Фелисите пришла в отчаяние. Она была уверена, что ребенок у Паскаля, вот почему она и явилась сюда. Что же теперь делать? Доктор со своим обычным спокойствием предложил написать Маккару, чтобы тот привез его завтра утром. Узнав же, что Максим во что бы то ни стало желает уехать с девятичасовым поездом и не остается на ночь, он сделал другое предложение. Он пошлет за наемной каретой, и все вчетвером поедут к дядюшке Маккару повидать Шарля. К тому же это будет прекрасная прогулка. От Плассана до Тюлет меньше трех лье — час туда, час обратно; если они захотят вернуться к семи, то могут пробыть там два часа. Мартина приготовит обед, Максим успеет поесть и попадет как раз к своему поезду.
Но Фелисите, которую явно беспокоил этот визит к Маккару, пришла в необыкновенное волнение.
— Нет, нет, ни за что! Неужели вы думаете, что я поеду, когда каждую минуту может разразиться гроза?.. Гораздо проще послать кого-нибудь за Шарлем.
Паскаль не соглашался с ней. Никогда еще не удавалось привести Шарля куда бы то ни было по своему желанию. Ведь это безрассудный ребенок; он повинуется своему малейшему капризу, как неукрощенное животное. Старая г-жа Ругон, раздраженная до последней степени тем, что ей не удалось подготовить почву, была побеждена и уступила. Теперь она вынуждена была все предоставить случаю.

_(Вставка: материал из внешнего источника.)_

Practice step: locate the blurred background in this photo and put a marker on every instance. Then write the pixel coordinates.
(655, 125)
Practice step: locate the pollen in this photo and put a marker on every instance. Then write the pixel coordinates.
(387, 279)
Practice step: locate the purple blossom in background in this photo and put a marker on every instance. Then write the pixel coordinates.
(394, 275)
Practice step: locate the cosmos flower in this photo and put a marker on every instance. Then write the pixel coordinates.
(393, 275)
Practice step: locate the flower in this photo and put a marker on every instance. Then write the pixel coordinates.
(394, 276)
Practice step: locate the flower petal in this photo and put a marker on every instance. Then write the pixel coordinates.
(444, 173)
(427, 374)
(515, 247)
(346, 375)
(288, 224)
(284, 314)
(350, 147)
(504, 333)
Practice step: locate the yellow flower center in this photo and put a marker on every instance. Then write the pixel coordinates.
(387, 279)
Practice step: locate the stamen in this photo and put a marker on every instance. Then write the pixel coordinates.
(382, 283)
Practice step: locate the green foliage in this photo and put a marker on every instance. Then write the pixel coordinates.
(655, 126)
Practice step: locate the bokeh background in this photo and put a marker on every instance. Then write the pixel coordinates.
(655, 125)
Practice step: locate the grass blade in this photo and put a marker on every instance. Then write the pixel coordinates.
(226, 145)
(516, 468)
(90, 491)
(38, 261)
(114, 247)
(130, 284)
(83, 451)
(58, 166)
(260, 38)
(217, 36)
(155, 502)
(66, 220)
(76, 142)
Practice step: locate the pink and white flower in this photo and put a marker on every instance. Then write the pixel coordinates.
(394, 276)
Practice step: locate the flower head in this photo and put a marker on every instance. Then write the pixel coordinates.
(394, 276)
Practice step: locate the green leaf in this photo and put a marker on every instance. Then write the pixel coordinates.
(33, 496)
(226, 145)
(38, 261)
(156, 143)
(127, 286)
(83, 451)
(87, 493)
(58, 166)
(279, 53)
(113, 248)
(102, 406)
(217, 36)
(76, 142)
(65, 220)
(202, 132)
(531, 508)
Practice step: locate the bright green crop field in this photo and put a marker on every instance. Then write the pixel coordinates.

— Делайте, как хотите! Боже мой, как все неудачно складывается!
Мартина спешно отправилась за экипажем; еще не пробило трех часов, а ландо, запряженное двумя лошадьми, уже быстро катилось по дороге в Ниццу по склону, спускавшемуся к мосту через Вьорну. Оттуда дорога сворачивала влево и шла два километра вдоль лесистого берега реки. Дальше она углублялась в Сейльское ущелье, в узкий проход между двумя гигантскими стенами обожженных и пожелтевших на беспощадном солнце утесов. В расщелинах росли сосны; купы деревьев, казавшиеся снизу пучками травы, окаймляли гребни утесов, нависая над пропастью. Это был какой-то хаос, картина разрушения, созданная ударом молнии, адский коридор, с неожиданными поворотами и осыпями кроваво-красной земли возле каждой трещины. Только полет орлов нарушал молчание этой унылой пустыни.

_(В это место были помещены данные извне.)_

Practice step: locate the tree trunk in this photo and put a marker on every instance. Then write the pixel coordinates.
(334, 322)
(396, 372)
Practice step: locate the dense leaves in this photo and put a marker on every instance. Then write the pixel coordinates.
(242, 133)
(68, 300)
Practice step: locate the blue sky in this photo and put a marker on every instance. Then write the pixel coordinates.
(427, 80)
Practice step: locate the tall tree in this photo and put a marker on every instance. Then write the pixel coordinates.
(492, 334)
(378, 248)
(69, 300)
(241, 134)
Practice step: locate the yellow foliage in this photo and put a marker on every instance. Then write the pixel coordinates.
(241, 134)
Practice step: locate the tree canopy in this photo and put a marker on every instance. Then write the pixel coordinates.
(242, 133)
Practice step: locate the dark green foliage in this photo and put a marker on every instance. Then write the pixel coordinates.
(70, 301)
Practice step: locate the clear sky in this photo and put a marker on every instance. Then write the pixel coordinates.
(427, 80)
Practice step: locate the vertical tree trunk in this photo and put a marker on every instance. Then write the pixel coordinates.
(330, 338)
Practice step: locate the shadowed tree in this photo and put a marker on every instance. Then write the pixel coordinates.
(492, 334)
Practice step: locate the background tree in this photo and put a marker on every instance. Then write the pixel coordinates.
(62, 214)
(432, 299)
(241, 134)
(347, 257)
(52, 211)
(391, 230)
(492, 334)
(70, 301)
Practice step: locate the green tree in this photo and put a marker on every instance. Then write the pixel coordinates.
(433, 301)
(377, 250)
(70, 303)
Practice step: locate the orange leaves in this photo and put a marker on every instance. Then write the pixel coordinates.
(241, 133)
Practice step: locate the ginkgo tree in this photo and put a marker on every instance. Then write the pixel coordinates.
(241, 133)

Фелисите всю дорогу не проронила ни слова. Она напряженно думала и казалась подавленной своими размышлениями. Было действительно очень душно. Солнце пекло, несмотря на застилавшие небо огромные синеватые облака. Говорил почти один Паскаль, страстно любивший эту неистовую природу и пытавшийся внушить своему племяннику такие же чувства. Он мог восхищаться сколько угодно, говоря о той настойчивости, с которой оливы, смоковницы и терновник старались пробиться сквозь скалы; он мог говорить и об этих скалах, об этом огромном и могучем костяке земли, из недр которой словно вырывалось какое-то дыхание: Максим оставался равнодушным. Глухая тревога охватывала его при виде этого дикого величия. Эта мощь уничтожала его. И он предпочитал смотреть на свою сестру, сидевшую против него. Она все более пленяла его, такой она ему казалась счастливой и здоровой, таким спокойствием веяло от этой красивой круглой головки с высоким лбом. Иногда их взгляды встречались, и ее нежная улыбка ободряла его.